SORU: Yirmi senedir Kur’ân okuyorum. Çevremdeki bazı kişiler, “Tecvitsiz okuyorsun. Onun için okudukların kabul olmaz” diyor. Bu sözlere çok üzüldüm.
75 yaşındayım. Beni aydınlatırsanız çok sevinirim. Eğer tecvitli okumayı öğrenmezsem ben bir hiç miyim? O kadar yıl boşuna mı okudum? (K. Tuba)
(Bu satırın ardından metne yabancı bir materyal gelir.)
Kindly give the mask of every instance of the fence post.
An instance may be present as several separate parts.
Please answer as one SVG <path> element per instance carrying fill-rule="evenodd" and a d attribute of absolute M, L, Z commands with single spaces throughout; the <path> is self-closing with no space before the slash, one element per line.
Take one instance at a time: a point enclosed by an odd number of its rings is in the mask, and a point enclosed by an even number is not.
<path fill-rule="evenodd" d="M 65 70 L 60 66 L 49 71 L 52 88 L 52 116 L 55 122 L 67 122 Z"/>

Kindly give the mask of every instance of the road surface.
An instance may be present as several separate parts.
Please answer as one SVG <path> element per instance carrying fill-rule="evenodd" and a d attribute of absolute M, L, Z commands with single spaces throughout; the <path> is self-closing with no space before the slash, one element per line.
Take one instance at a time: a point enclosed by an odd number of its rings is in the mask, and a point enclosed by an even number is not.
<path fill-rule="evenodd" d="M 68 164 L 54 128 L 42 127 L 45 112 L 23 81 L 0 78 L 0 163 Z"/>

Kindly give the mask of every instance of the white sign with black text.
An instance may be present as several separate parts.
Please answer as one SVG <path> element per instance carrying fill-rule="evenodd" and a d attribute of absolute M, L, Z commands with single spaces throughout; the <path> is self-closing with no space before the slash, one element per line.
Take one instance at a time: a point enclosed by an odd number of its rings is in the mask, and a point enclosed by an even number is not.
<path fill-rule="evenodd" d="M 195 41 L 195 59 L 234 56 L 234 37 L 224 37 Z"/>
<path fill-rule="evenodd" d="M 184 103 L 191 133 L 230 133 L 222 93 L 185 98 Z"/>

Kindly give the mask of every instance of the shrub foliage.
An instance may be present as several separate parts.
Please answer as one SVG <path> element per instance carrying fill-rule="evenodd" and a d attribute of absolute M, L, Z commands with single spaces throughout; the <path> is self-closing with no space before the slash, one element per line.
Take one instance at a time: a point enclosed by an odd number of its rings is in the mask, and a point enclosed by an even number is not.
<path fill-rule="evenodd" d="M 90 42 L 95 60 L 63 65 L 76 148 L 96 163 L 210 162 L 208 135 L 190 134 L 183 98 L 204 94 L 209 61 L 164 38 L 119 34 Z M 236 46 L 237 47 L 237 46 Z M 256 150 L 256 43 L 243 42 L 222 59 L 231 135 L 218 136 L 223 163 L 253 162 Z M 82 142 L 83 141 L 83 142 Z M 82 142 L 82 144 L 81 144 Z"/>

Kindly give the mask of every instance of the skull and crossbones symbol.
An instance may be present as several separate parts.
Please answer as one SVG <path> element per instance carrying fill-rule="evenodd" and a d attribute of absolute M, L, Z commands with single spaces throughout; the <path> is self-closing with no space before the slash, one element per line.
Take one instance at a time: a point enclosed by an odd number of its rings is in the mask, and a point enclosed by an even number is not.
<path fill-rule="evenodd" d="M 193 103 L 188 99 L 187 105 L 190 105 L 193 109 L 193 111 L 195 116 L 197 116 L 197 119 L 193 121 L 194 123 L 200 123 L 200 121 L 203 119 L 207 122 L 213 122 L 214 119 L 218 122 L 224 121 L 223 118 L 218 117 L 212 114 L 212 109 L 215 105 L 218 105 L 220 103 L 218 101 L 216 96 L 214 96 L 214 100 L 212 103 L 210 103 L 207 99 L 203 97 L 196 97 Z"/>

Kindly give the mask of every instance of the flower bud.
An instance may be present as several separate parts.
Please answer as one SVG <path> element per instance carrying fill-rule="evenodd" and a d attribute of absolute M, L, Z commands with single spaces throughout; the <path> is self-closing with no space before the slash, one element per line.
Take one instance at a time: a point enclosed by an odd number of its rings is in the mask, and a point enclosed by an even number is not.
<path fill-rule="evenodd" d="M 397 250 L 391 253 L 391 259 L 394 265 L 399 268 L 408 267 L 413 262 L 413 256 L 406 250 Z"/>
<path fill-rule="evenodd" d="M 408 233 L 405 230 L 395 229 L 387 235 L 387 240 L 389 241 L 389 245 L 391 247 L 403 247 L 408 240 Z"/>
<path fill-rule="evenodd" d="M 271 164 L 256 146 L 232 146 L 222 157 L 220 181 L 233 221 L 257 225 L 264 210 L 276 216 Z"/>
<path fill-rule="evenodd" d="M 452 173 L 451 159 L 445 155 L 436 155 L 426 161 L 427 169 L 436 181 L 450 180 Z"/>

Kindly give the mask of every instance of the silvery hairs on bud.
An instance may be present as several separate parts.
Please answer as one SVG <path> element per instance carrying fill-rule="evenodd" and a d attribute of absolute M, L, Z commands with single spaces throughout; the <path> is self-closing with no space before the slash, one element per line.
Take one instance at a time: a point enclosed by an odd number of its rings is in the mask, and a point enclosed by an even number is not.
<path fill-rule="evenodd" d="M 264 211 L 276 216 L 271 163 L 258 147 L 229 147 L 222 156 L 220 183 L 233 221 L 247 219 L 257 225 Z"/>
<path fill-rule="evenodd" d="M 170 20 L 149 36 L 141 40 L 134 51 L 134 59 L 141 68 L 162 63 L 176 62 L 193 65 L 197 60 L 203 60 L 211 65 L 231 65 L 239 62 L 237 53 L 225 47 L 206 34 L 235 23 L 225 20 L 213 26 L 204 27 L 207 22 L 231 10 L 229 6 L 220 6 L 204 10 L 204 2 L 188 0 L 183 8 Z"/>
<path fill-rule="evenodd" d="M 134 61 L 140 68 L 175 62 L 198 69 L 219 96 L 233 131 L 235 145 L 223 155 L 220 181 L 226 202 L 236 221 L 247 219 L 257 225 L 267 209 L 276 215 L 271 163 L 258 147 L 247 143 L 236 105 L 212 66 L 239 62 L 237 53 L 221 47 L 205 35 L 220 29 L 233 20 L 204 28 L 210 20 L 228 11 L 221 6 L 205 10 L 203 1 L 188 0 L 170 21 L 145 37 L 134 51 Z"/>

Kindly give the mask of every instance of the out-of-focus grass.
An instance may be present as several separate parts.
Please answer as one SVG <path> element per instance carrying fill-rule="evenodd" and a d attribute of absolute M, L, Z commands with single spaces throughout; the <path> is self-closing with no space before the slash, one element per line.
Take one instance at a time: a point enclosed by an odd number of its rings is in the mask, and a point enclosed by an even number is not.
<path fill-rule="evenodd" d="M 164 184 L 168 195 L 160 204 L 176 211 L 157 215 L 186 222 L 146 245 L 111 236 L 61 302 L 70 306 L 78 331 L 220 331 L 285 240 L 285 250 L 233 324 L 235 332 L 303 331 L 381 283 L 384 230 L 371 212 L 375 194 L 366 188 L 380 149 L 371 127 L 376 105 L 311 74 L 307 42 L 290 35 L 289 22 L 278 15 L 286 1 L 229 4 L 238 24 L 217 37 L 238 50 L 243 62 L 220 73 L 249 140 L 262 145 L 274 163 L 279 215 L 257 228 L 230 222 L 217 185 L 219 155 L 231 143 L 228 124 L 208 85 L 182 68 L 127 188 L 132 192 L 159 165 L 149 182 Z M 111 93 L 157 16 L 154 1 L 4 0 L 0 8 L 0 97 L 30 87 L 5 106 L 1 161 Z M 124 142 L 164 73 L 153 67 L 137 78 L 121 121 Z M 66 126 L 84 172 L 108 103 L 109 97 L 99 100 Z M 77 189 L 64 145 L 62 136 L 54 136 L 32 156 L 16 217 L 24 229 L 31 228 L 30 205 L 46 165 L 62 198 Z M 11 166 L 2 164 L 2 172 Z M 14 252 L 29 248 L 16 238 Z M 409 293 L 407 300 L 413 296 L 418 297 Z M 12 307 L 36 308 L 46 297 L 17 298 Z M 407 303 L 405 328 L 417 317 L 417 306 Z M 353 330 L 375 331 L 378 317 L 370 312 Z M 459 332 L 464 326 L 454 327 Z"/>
CEVAP: Okuduğunuzun kabul olmadığını kim söyledi? Öyle sözlere bakmayın. Duyarak ve inanarak okuyorsanız kabul edilmiştir. Allah kulunun eylemini niyetine göre değerlendirir. Siz eğer Kur’ân’ı Allah’ın kelamı olarak ve sevap kazanmak için okuyorsanız Allah sizi niyetinizi ve eylemini boşa çıkarmaz. Kur’ân okurken kasıtsız olarak hata da yapsanız yine doğru okumuş gibi sevap alırsınız. Peygamberimizin buyurduğu üzere: “Kur’ân’ı kolayca okuyan bir sevap alır. Ama Kur’ân’ı rahat okuyamayan, okurken zorlanan kişi iki sevap alır. Biri Kur’ân okumasından, ikincisi de okuma zorluğuna katlanmasından ötürüdür.” Din böyle kolay ve güzelken bilmem ki insanlar bunu zorlaştırmaktan niçin zevk alıyorlar? Kul ile Allah arasında olacak şeylere kulların aklı ermez. Allah’ı düşünün, iyi niyetle okumanıza devam edin. Allah kabul eder.
Meallerdeki parantezler
SORU: Hud: 2, Zariyat: 51, Şura: 10 ve En’am: 104 “Ben sizin üzerinize bekçi değilim” ayetleri, Peygamberimizin mi yoksa Cebrail’in mi sözleridir? Sizin mealiniz dışındaki mealler parantez içinde “De ki” kullanmış. Bu ayetlerde “De ki” kullanılmasa da öyle kastedilmiştir diyebilir miyiz? (M. Murat Ocak)
CEVAP: Kur’ân, Hz. Cebrail’in vahiyle verdiği sözlerdir. Bazen vahiy sürecinde Hz. Peygamber melek düzeyine yükselir. Vahiy meleğiyle bir olur. Yahut vahiy meleği insan düzeyine inip Hz. Muhammed’le birlik oluşturur. İkisi öyle yakındır ki ikilik birliğe dönüşmüştür. Buna tasavvufta “cem hali” denilir. Söz yine Cebrail’in ise de Peygamber de Cebrail ile birleştiğinden bu ayetlerde söz Peygamber’in ağzından söylenmiş gibidir. Öyle gereksiz “De ki” eklemeleri Kur’ân’ın üslubunu bozar.